Maids were out gathering water from conduits, or buying a shoulder of mutton for their household’s dinner that night. Some looked weary, others bore a faint air of nervousness. Both were to be expected. It was hard work, being a maid. Up before the sun, they lit fires, worked in the kitchen, tended to laundry and livestock in pens outside the house, and cleaned. But there were dangers beyond long hours and hard work. Young girls were entirely at the mercy of their employer. Kind masters were rare, and often maids endured beatings for mistakes, and also had their masters force sexual attentions on them. This was forbidden, but masters were well aware in a court of law it was their word against that of the woman, and since courts were more likely to believe men, especially ones with good public reputations, abuses went on. Men could rape maids repeatedly, extracting promises of silence from them under threat of non-payment of wages, or being sent from the house in disgrace. And if the girl fell pregnant she was often thrown out anyway, blamed for being loose of morals, whether she had invited the man to her bed or not. Female servants were at more risk than men, although I had heard of masters who had abused their own sex too.
Leaving London to the cheers of my people, I stayed with Cecil at Theobalds, where we discussed my convincing pageant of almighty rage when he had gone to visit Mary of Scots, apparently without permission.
“Do you think it will draw out lords who support Mary?” I asked.
“Your rage convinced me, madam,” he said. “And I knew it was false. Let us hope others were likewise persuaded. If lords think I support Mary, they may be willing to share her secrets with me.”
In actual fact, Cecil gained little from his enterprise. Since the Ridolfi plot, Mary had lost many supporters in England, and the rest of the world. I thought her less of a threat than she had been.
I went on to Hatfield, the seat of my youth, and wandered the halls thinking sadly of Kat and Parry, of Katherine Carey and my sister. I stood in the park, under the tree where I had been first called Queen, thinking of all who had stood behind me that day. Many of them were no more. Called away to the realm of death, if they stood here it was only as ghosts.
Yet I could feel them. Feel them at my side as though they were flesh and blood. It was not just imagination; they were there. They stood in my soul, offering up their strength to feed mine. No more than ashes were these people, but from ashes do phoenixes rise.
I went to Enfield for a short visit, and then to nearby Elsynge, where I always enjoyed the armorial stained glass in my bedroom windowpanes, which cast spark
ling, pretty light on my covers each morning when the shutters were taken down.
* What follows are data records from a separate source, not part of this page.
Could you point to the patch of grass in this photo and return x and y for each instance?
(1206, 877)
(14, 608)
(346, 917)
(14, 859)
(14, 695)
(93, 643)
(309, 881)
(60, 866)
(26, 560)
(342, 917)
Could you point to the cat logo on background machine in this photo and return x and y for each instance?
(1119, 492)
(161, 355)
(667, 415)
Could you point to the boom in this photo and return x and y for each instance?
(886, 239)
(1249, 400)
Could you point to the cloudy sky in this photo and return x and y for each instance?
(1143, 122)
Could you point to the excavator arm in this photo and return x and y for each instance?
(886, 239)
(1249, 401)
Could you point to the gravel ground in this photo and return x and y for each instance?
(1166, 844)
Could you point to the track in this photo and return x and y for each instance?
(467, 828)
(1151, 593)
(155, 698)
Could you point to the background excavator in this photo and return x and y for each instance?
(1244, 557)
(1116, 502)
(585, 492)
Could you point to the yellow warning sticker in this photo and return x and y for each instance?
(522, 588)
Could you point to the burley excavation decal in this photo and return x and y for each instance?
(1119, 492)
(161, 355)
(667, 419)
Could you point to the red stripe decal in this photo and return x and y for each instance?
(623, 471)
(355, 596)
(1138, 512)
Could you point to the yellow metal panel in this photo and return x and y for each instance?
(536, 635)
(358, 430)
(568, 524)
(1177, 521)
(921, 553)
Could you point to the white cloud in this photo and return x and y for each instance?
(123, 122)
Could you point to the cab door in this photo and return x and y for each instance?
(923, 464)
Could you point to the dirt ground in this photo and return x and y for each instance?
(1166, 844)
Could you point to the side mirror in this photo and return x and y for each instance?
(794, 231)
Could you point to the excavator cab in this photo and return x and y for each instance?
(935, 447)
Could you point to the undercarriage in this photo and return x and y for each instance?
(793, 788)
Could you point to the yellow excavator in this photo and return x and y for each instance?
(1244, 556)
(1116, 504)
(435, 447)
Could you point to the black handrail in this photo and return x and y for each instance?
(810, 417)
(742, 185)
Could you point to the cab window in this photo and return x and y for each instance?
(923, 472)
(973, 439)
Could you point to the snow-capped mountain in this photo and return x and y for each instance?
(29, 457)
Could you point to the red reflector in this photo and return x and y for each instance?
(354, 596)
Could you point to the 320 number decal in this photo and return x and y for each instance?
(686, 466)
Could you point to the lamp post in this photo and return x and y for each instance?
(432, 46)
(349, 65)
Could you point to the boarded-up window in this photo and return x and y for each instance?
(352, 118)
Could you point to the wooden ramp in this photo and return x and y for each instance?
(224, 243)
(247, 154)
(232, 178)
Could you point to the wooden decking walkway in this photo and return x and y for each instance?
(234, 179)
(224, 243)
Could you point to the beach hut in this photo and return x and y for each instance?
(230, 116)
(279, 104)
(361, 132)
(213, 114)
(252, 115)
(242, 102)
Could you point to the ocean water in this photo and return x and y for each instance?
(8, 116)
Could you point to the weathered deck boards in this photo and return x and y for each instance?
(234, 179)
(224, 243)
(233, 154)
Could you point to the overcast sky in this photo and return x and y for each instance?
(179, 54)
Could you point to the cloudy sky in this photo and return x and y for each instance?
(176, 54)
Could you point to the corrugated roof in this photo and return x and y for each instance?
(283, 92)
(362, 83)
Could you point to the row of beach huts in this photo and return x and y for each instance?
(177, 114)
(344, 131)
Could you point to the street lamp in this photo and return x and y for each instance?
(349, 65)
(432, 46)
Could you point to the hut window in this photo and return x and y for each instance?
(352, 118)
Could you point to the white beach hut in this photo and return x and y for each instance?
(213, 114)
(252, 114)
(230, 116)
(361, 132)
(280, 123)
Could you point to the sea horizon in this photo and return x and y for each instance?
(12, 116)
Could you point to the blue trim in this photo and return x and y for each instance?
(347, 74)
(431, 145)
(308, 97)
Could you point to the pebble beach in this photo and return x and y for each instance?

But progress was short, for there was much that required my attention. We returned in early autumn, as trees started to surrender leaves to the wind, and I was greeted at the gates of London by the mayor and aldermen. Processing through the streets, I was assured of my people’s love. Through rebellion and dissent, betrayal and terror, I had kept them safe. They called blessings upon me, and I heard words, here and there, proclaiming I was the lucky charm of England, who kept the horrors other countries experienced at bay.
I would never allow my people to know it was not luck, or at least not only luck, that kept beasts of blood and betrayal from England; it was sharp wits, infamous double-dealing, and quick, light footwork. Politics was a dance. Only the most skilled of prancers could last to the end.
One of the matters to which we had to attend was answering the attack on my councillors, and by September Cecil had a response. A royal proclamation was produced, condemning the attack and extolling the worth of my men, most especially the Privy Council. Cecil was an old hand at refuting such assaults by now, and his response met with a positive reaction from my people.